The Golden State’s most populous county, a city within that county, and the state’s Attorney General have all found themselves in the crosshairs of gun-rights advocates over how they’ve handled carry permit applicants.
The California Rifle and Pistol Association (CRPA) and several other gun rights groups filed a lawsuit in federal court on Monday against the Los Angeles County Sheriff’s Department, La Verne Police Department, and California Attorney General Rob Bonta (D.). The suit alleges that each jurisdiction violated the rights of applicants by subjecting them to lengthy delays, charging exorbitant fees, and refusing to issue permits to non-residents.
“These practices and policies, some of which are enabled by state law, violate the Second and Fourteenth Amendments,” the complaint in CRPA v. LASD reads.
The lawsuit marks the latest move by gun-rights advocates in their fight against attempts by governments to evade the implications of the Supreme Court’s New York State Rifle & Pistol Association v. Bruen ruling. Following that decision, which recognized a constitutional right to carry a firearm in public for self-defense, many jurisdictions now forced to issue carry permits to more residents have sought new ways to deter their use. Legal fights over broadly construed “sensitive places” restrictions have been a constant theme since Bruen was handed down in 2022. Now, challenges to newly-erected procedural hurdles for obtaining a permit are also gaining steam.
Chuck Michel, CRPA’s President and lead attorney, said that Monday’s lawsuit did not come without fair warning to the defendants.
“CRPA has let it be known that across all of California’s 58 counties, we will be vigilant and relentless in our efforts to ensure that post-Bruen CCW policies and procedures are in place and followed,” he said. “Today’s lawsuit could easily have been avoided if the Constitution was observed and the Bruen decision was followed.”
La Verne, California was one of those that maintained its new hurdles for gun-carry applicants in the face of warnings from the group. In March, The Reload reported the city’s decision to charge residents seeking a Carry Concealed Weapon (CCW) license $1,000. The La Verne Police Department also required a psychological screening for all first-time applicants looking for a two-year permit.
CRPA attorneys sent a letter to the city days after the application system was launched, urging them to reduce costs or face the group in court. The city subsequently made a modest reduction in its fee structure, which now totals around $936, but it was not enough to assuage the group’s concerns.
The complaint maintains that those required fees and the short renewal period are unconstitutionally excessive and out of step with the rest of the country.
“An Arizona CCW permit, for example, is good for five years and costs only $60. Thus, an Arizona permit costs roughly $12 a year, whereas a La Verne permit costs no less than $500 per year,” the complaint reads. “LVPD’s claimed processing costs are not only excessive, but not even comparable to similar cities’ fees.

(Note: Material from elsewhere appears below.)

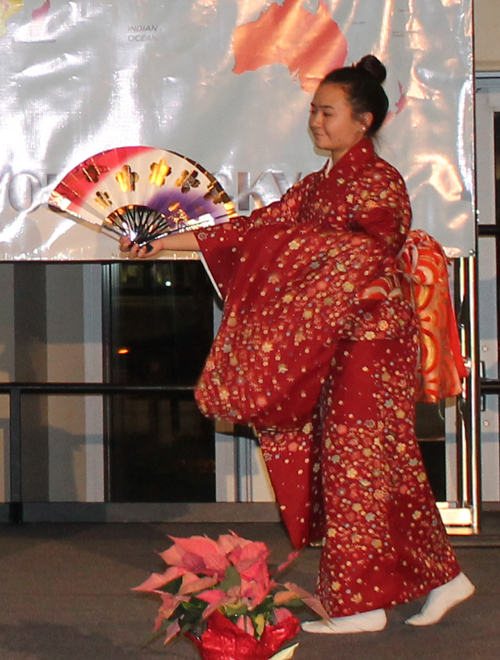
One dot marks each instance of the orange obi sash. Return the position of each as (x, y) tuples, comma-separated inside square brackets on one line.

La Verne’s next-door neighbor Glendora charges $243 in total for processing (including livescan), plus the cost of the training course.”
Sam Gonzalez, acting chief of police for the city, declined The Reload‘s request for comment on the allegations, citing a department policy against making statements on pending litigation.
The Second Amendment Foundation (SAF), Gun Owners of America (GOA), and Gun Owners of California (GOC) joined CRPA in filing the suit. They also allege that the Los Angeles County Sheriff’s Department has responded to the Bruen decision by limiting which county residents can apply for a carry permit to only those who reside in “contract cities” and unincorporated communities rather than all municipalities in the county. They also accused the Department of overseeing application processing times that frequently exceed 15 months, even though state law gives jurisdictions 120 days to approve or deny an application.
SAF founder Alan Gottlieb called the county’s delays and the city’s costly permitting system “inexcusable.”
“The process and costs involved seem deliberately designed to discourage people from exercising their constitutional right to bear arms,” he said.
Finally, the suit accuses California Attorney General Rob Bonta of unconstitutionally denying non-California residents a legal avenue to carry a firearm within the state’s borders. Because California does not issue permits to applicants who live outside the state, and since Bonta has not entered into any reciprocity agreements to recognize the licenses of other states, the complaint argues that California is violating the Second Amendment rights of non-residents.
“This is plainly unconstitutional under both Bruen and the precedent established in Obergefell v. Hodges,” the suit reads. “If California must honor a broad right to marry, which is unenumerated, then it must also honor the right to carry firearms, which is enumerated.”
Neither the Los Angeles County Sheriff’s Department nor Attorney General Bonta’s office responded to a request for comment.